And I, I think it would be, based on my experience with this person, be basically reverted back as my own failing. Um, because when I had aired grievances with her in the past, that is, that is basically the reaction I've got.

[00:11:54] Anne Morriss:
“There's something wrong with you, Rachel.”

[00:11:56] Rachel:
Yeah.

[00:11:57] Anne Morriss:
“You’re too sensitive.” What's the, what's the story?

[00:11:59] Rachel:
Yeah, yeah. Actually, that's funny. I, you just kind of triggered a memory, but yes. In one of the conversations I had with her where I was basically trying to say, “I want to work well with you, you need to tell me how to work well with you, because clearly whatever we're doing isn’t.” And part of it was “You're taking this too personally.” Very dismissive, basically “don't be such a snowflake.”

[00:12:28] Anne Morriss:
And then do you think the fundamental tension is that if we give her the benefit of the doubt, which is we, she may not have earned here, but if we give her the benefit of the doubt, is it that she reads you as trying to change the way she works? And her response is “I know how to do this. Don't get in my way.”

[00:12:52] Rachel:
I think in some ways, yes. I think the way I would characterize it would be more akin to “you are a hurdle and inconvenience, and the role in which you play here is not necessary. so I am just going to circumvent you”.

[00:13:17] Anne Morriss:
Got it. Got it. Well, I'm going to, um, ask my beautiful wife to summarize what she's been hearing.

[00:13:25] Frances Frei:
So here's my summary of what's going on. You're interacting with someone who, uh, your role has been imposed on them and that their interpretation of the problem is your role's presence; your interpretation of the problem is their lack of acquiescence. So you have two different problems, and so what do we do when it's not that I'm the problem, but that my role is problematic to someone else who is much more senior in the organization? What can I do as a more junior person to do this?

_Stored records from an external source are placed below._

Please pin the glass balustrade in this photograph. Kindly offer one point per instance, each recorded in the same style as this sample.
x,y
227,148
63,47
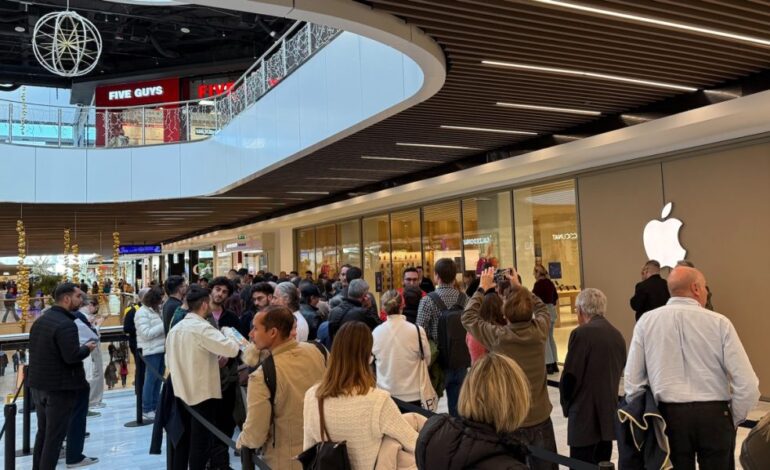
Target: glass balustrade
x,y
183,121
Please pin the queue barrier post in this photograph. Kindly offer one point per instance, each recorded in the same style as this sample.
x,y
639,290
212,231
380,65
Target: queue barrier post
x,y
10,436
26,415
138,386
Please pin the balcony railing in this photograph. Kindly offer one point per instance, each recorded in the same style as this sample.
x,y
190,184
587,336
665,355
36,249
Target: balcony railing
x,y
164,123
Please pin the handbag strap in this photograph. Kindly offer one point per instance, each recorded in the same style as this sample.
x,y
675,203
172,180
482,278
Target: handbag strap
x,y
324,433
419,341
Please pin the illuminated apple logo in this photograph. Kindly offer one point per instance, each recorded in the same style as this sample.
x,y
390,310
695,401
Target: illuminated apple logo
x,y
661,239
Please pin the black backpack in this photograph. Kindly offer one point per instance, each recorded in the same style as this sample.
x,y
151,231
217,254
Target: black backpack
x,y
453,351
268,372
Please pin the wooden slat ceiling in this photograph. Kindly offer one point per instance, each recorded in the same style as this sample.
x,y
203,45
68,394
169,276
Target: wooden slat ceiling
x,y
469,31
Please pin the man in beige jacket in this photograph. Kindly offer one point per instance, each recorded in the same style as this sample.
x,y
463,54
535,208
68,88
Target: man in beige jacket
x,y
298,367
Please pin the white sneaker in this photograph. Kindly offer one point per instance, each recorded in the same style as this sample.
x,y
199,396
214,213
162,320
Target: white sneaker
x,y
86,461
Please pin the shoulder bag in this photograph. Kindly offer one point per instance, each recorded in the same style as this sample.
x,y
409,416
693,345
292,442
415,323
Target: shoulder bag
x,y
428,397
327,454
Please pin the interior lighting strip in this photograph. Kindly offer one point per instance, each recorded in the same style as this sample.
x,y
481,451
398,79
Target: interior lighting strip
x,y
436,146
584,112
400,159
649,20
484,129
582,73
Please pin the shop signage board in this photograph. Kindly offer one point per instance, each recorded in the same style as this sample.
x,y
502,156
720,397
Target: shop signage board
x,y
139,249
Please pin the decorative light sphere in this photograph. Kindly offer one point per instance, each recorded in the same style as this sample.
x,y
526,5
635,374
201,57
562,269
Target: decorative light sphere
x,y
66,44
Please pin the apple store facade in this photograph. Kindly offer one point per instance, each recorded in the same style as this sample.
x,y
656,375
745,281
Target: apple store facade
x,y
593,229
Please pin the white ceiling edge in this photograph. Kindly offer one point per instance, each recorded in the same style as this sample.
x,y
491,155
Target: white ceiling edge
x,y
708,125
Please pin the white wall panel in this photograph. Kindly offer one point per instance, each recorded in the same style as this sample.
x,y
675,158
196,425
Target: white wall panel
x,y
103,169
382,78
348,81
61,175
17,178
343,72
155,172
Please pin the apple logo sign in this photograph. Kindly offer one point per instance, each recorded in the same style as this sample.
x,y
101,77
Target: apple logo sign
x,y
661,239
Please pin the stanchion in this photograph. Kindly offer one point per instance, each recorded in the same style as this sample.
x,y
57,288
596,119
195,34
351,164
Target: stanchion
x,y
26,411
138,386
10,436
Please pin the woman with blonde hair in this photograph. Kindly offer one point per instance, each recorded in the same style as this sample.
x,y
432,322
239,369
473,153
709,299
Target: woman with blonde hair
x,y
494,401
355,410
399,347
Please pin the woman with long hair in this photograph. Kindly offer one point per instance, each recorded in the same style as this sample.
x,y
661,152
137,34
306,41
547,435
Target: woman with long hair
x,y
494,401
355,410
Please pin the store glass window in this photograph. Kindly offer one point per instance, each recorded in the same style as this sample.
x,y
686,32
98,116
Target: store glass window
x,y
306,250
441,237
326,250
348,244
377,267
405,243
547,235
488,231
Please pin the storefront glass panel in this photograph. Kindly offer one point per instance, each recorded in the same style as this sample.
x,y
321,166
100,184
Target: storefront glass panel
x,y
377,266
306,250
487,231
326,250
405,243
348,244
547,235
441,237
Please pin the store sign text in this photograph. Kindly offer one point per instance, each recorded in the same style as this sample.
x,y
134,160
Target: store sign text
x,y
478,241
141,92
565,236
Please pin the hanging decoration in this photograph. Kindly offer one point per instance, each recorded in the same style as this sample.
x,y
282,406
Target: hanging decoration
x,y
67,248
22,277
66,43
115,259
75,263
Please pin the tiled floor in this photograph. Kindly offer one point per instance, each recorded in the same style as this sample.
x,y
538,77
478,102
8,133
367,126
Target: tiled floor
x,y
127,448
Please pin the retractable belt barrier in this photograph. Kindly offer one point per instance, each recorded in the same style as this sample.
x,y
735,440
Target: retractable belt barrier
x,y
538,452
248,457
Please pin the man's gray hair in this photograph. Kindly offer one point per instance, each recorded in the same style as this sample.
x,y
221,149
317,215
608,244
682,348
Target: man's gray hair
x,y
357,288
591,302
288,291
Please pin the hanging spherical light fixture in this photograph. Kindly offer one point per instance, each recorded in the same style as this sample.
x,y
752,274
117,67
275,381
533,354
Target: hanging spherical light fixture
x,y
66,43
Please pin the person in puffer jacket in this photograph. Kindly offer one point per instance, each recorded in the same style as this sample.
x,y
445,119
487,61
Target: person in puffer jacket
x,y
494,400
151,340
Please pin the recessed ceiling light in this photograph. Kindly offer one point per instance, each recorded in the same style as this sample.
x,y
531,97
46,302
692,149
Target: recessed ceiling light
x,y
581,73
483,129
655,21
436,146
337,178
550,108
400,159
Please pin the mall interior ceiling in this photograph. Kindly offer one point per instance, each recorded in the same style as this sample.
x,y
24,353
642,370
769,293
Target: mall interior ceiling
x,y
540,71
139,39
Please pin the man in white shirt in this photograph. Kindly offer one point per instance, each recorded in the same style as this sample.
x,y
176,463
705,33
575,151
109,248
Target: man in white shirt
x,y
697,369
192,350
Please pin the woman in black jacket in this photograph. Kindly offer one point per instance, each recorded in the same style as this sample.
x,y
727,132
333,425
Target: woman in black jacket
x,y
494,400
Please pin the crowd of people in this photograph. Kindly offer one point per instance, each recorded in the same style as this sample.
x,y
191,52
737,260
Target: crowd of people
x,y
284,363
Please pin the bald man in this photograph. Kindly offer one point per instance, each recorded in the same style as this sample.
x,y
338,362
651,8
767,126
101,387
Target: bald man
x,y
695,365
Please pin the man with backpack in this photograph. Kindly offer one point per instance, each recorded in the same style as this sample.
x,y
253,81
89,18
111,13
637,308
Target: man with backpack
x,y
276,391
440,315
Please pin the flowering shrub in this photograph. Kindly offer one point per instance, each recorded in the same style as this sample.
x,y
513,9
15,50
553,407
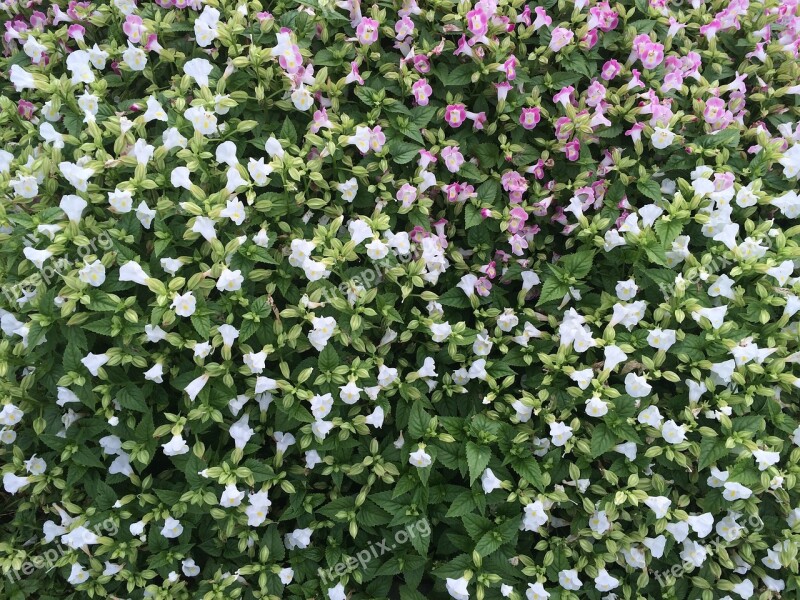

Because the, you know, the quick answer is get other operations leads. Like abandon, abandon this. But I want, we learn at extremes. So I want us to figure out, if you stay here, what can you do? But my interpretation of it is that this is someone who doesn't want resource managers to have a, wants it to be a small r and a small m. And the organization has decided that resource managers are now capital R and capital M. Um, so I wanna just first check is, does that resonate?

[00:14:43] Rachel:
Very much so. That was so eloquent and beautiful.

[00:14:49] Frances Frei:
All right, so if we think about this in general, I can tell you what the classic, um, objectives are. One is to try to find a win-win. It's gonna be super hard here, but that's, but that's what it is. The other is, and I don't know how you're gonna react to this, it is for you to be more assertive, but not unpleasantly and not with conflict. In fact, you wanna think about it as neutral assertive in a non-combative way.

The reason for that is that she's super clear. She has deep clarity, and if you don't have crisp clarity to respond to, it's just gonna be a tidal wave, wave that's gonna overwhelm you. So I do think that asserting is gonna be part of your solution, but there's two things that are going on.

One is that she thinks that you're gonna go away. Like, I mean, that's how she's behaving. That you are very junior and you're gonna go away, um, or at, at, or be silent. Like one or the other. Um, that's one thing that's going on. The other thing that's going on is you're a, you're being asked to deliver the day-to-day version of a message that has not successfully been delivered to her at the top, which is putting you in a relatively impossible situation.

So I think one of the things that we wanna do is figure out the win-win, if we at all can, and how we, where to be assertive in a way that feels authentic to Rachel. So that's where I would begin.

[00:16:27] Anne Morriss:
Yeah, like there's so many awesome resources out there. I actually wanna start you, uh, with a book called the Gaslight Effect Recovery Guide. Because I think there is, there is something around just realizing that you're not crazy right now. That's important. Um, and it's, it's super practical. It's like, is this happening? Is this not happening? And then where do I find power in this relationship? You know, I, I do think this is a safe enough space, particularly now that you're in conversation with your direct supervisor about this, that you can run some experiments around, okay, if I approach it this way and approach it this way, you know, will I get a different result?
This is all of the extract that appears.